After recounting Yahweh’s personal blessings (vss. 9-11), the psalmist broadens his focus to include all who are righteous (vss. 12-15). He uses the familiar figure of a flourishing tree, planted in Yahweh’s house, producing fruit even in old age, as a way of describing how God blesses those who honor him. This should remind us of two other psalms that use similar imagery: Psalms 1:3 & 52:8.

I.  Yahweh will lift me up while bringing my enemies down.  (9-11)
II.  Yahweh will prosper the righteous like a fruitful tree.  (12-15)

Those opposed to Yahweh will be brought down and cut off while the righteous will be exalted and will prosper.

The extended metaphor of the two fruitful trees which concludes the psalm (vss. 12-15) suggests at least three applications:
#1 - The palm tree, likely the date palm, was prized for the abundant harvest of fruit it regularly produced. The cedars of Lebanon were valued for their lumber. Both outwardly and inwardly, the life of the righteous person is of great benefit to all.
#2 - Both trees were planted and cultivated so as to beautify the courts of Yahweh’s house (vs. 13). The life of the righteous person is of great value to God because it serves to adorn his dwelling place.
#3 - Like a healthy tree, the righteous continue to bear fruit even when they grow old. They remain “vigorous and luxuriant” throughout long and productive lives (vs. 14).

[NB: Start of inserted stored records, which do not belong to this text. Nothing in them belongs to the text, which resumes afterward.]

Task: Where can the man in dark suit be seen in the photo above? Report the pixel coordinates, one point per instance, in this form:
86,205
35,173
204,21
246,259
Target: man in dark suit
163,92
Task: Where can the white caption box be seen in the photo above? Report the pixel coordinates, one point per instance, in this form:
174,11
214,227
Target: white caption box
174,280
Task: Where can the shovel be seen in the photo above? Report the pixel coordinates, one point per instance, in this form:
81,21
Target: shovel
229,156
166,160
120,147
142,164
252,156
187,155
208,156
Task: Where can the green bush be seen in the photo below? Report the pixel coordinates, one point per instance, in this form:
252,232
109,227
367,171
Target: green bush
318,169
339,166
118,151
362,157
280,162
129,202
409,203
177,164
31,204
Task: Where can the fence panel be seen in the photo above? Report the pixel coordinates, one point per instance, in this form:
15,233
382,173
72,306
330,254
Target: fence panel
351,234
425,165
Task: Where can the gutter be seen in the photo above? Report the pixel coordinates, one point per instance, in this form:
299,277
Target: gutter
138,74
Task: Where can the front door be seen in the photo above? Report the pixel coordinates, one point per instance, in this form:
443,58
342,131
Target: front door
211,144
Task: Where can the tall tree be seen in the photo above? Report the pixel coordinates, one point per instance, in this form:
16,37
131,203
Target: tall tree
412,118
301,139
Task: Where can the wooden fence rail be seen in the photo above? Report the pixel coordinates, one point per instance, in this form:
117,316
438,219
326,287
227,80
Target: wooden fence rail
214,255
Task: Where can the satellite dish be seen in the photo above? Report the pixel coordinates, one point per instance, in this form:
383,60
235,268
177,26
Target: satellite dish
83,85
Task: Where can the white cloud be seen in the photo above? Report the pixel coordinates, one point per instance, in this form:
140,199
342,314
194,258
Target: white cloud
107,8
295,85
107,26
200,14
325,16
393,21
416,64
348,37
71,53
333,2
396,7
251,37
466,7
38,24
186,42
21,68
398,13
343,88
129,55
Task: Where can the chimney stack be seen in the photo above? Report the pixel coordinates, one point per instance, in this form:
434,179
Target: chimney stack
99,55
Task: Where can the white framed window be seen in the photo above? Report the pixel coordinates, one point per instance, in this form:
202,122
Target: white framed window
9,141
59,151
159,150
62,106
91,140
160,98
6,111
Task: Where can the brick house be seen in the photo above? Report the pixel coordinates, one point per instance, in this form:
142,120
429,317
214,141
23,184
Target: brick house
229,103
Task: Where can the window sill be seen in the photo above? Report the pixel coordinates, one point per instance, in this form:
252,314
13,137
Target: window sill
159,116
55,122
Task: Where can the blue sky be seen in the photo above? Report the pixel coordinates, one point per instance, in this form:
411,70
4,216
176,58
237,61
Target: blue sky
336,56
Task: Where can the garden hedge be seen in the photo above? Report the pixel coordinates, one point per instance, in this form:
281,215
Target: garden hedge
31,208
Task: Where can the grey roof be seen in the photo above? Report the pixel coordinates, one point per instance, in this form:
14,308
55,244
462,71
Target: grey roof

This reminds us of something else that is well known, a truth implied but not specifically mentioned in this psalm. Trees of value take many years to grow and mature. The psalmist is not describing a sapling that springs up quickly to produce one harvest and then dies, but rather a lifetime of growth and many harvests over a fruitful span of years. What a lovely way to portray those who devote their lives to serving and glorifying Yahweh!